GIS in education – EPA grant and campus mapping

Notes on two interesting stories about GIS in education. Thanks to Adena Schutzberg’s All Points Blog for the heads up about the stories.

1. Texas State University’s Center for GIScience was recently awarded 500K grant from EPA to use GIS for modelling/mapping air pollution-exposure-health effects:
The U.S. Environmental Protection Agency’s Science to Achieve Results (USEPA-STAR) program has awarded a grant of nearly $500,000 to The Texas Center for Geographic Information Science in the Department of Geography at Texas State.

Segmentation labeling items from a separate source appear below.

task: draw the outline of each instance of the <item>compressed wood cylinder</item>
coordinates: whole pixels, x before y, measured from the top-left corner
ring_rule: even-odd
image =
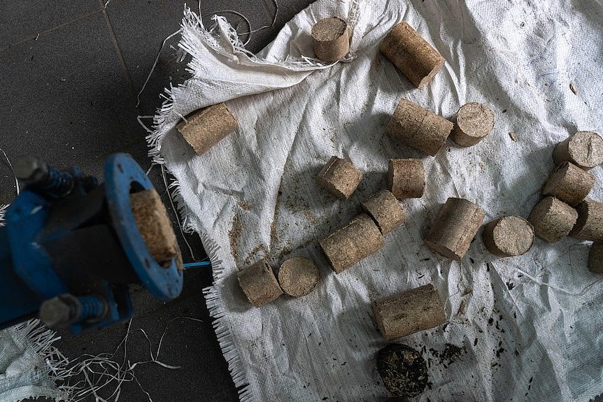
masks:
[[[465,103],[458,110],[452,140],[462,147],[478,143],[494,128],[494,113],[482,103]]]
[[[341,229],[318,241],[335,273],[341,273],[385,245],[381,231],[362,213]]]
[[[449,198],[432,224],[425,245],[446,258],[460,260],[483,220],[483,211],[463,199]]]
[[[362,209],[379,227],[383,234],[387,234],[404,223],[404,208],[396,197],[388,190],[382,190],[362,203]]]
[[[485,248],[494,255],[521,255],[534,243],[534,228],[523,217],[505,216],[486,224],[482,239]]]
[[[444,303],[432,284],[373,303],[377,326],[386,340],[429,329],[446,322]]]
[[[346,159],[331,157],[317,179],[318,184],[336,197],[348,199],[362,180],[362,173]]]
[[[336,17],[316,22],[312,27],[312,40],[316,58],[322,62],[336,62],[350,51],[348,24]]]
[[[555,197],[548,196],[536,204],[527,221],[534,227],[536,236],[548,243],[555,243],[569,234],[577,219],[575,209]]]
[[[201,156],[236,130],[239,123],[225,103],[218,103],[194,112],[176,128]]]
[[[409,147],[435,156],[453,127],[451,122],[441,116],[402,99],[390,119],[385,132]]]
[[[381,41],[381,52],[418,88],[425,87],[444,65],[444,58],[405,22]]]
[[[603,138],[592,131],[578,131],[561,141],[553,151],[555,164],[567,161],[584,170],[603,162]]]
[[[154,189],[130,194],[134,221],[151,256],[167,268],[176,258],[176,266],[184,269],[180,247],[165,206]]]
[[[588,269],[595,273],[603,273],[603,242],[595,241],[590,245]]]
[[[294,257],[283,263],[278,270],[278,283],[290,296],[306,296],[316,287],[320,275],[318,267],[311,259]]]
[[[420,198],[425,190],[425,169],[420,159],[390,159],[388,187],[398,199]]]
[[[603,203],[586,199],[576,207],[578,220],[569,236],[581,240],[603,241]]]
[[[542,194],[576,206],[588,195],[593,185],[595,176],[592,173],[566,161],[560,164],[548,176]]]
[[[283,294],[272,268],[263,259],[239,271],[239,284],[249,301],[256,307],[270,303]]]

The grant will support a project entitled “Air Pollution-Exposure-Health Effects Indicators: Mining Massive Geographically Referenced Environmental Health Data to Identify Risk Factors for Birth Defects.”The three-year project will develop air pollution exposure assessment methods, visual geospatial data mining tools, and epidemiological analysis procedures to define new air pollution-exposure-health effect indicators that cover three components of the hazards-exposure-health effects-intervention paradigm.

San Marcos Local News

Click here to see more EPA STAR Research Grant Announcements.  The EPA STAR grants are just one of the types of research grants available through the US EPA National Center for Environmental Research.   Click here for an overview of the Center’s research and fellowship opportunities.  Check the Bucknell GIS Calendar (featured on the main page of the GIS blog) this fall for deadlines for student grant applications for the EPA GRO fellowships – awarded each year to undergraduate students in environmentally related fields of study.  From the EPA Fellowships web page:

Eligible students will receive support for their junior and senior years of undergraduate study and for an internship at an EPA facility during the summer between their junior and senior years. The fellowship provides up to $19,700 per year of academic support and up to $9,500 of internship support for the three-month summer period, for a total of up to $48,900 for the two year period.

2.   Grad students at Utah State University are collecting high resolution imagery of their campus using a small blimp.

Soaring above the Quad on Tuesday afternoon, a white blimp controlled by Utah State University graduate students was almost hard to spot against the Cache Valley’s overcast sky.The only object that was clearly visible was a black digital camera, snapping one picture every five seconds, providing color georeferenced aerial photography of the entire Quad in UTM (metric) coordinates.

The students were conducting a lab by running a blimp survey for Joseph M. Wheaton’s geographic information systems class. The objective: To provide aerial imagery of the entire Quad. The 1,000-plus pictures the blimp provides them with will be used to make an image that can fit “on top of” the images on Google map, said Bryan Watt, a USU graduate student in the class.

Herald Journal

Could we do this at Bucknell? Twice in the last month I’ve had faculty (half-jokingly) suggest that we rent a plane to do a data collection fly-over of Lewisburg. Forget the plane, let’s figure out how to get our hands on a blimp!